Dans l'intimité de la haute horlogerie Louis Vuitton

C’est à une production très rare, invisible en boutique, que nous avons eu accès: les collections horlogères de haute voltige de Louis Vuitton, menées par le duo Michel Navas et Enrico Barbasini. L’an dernier, le public a eu un aperçu du travail qui se déroule en coulisses lorsque la Tambour Carpe Diem a obtenu le Prix de l’Audace au Grand Prix d’Horlogerie de Genève. Visite.

C’

est en 2007 que les maîtres-horlogers Michel Navas et Enrico Barbasini, alors encore indépendants à la tête de leur bureau technique, ont commencé à collaborer avec Louis Vuitton, dont l’unité horlogère était naissante (à l’échelle de la longue histoire de cette industrie). Quatre ans plus tard, leur atelier est racheté par le géant du luxe, au service duquel ils mettront exclusivement leur savoir-faire horloger.

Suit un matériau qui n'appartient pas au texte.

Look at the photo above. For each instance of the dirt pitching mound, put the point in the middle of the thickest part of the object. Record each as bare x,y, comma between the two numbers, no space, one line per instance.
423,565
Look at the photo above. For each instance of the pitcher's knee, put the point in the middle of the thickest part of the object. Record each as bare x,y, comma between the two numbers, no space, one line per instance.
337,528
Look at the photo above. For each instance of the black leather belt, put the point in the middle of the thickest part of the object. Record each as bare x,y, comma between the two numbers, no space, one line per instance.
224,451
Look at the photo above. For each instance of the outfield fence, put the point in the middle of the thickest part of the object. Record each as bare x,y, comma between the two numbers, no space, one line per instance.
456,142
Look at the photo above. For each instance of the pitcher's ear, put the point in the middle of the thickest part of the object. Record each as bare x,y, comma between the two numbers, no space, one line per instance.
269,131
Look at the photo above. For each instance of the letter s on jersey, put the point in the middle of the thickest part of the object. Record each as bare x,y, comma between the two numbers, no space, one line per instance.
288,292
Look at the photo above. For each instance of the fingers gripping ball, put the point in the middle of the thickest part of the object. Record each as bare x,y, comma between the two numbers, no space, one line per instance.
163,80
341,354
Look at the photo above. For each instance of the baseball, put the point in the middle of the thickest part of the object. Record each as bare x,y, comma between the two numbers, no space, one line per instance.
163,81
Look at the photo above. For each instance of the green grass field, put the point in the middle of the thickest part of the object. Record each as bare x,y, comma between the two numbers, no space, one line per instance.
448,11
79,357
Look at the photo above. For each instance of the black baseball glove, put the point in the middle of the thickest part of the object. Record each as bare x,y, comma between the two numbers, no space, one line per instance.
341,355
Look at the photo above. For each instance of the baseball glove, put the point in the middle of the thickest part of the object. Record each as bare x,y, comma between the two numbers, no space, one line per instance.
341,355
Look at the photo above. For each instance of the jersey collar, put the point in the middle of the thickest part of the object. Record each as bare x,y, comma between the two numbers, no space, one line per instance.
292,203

Nous sommes alors dans une ère, post-crise financière, de consolidation du secteur après l’explosion des créateurs indépendants au cours de la décennie 2000. Mais un duo de leur trempe et de leur caractère pourrait-il se fondre au sein d’une société de la taille de Louis Vuitton? Après tout, nombreux sont les exemples d’alliances entre groupes et indépendants qui ont tourné court dans l’histoire de l’horlogerie.

Seul le temps peut donner raison à l’authenticité et la viabilité d’une telle alliance. Plus d’une décennie plus tard, force est de constater que la démarche a porté ses fruits: les deux créateurs sont toujours aux commandes de la Haute Horlogerie de la marque, qui s’est considérablement étoffée (à ce sujet, relire notre portrait de 2013, ndlr).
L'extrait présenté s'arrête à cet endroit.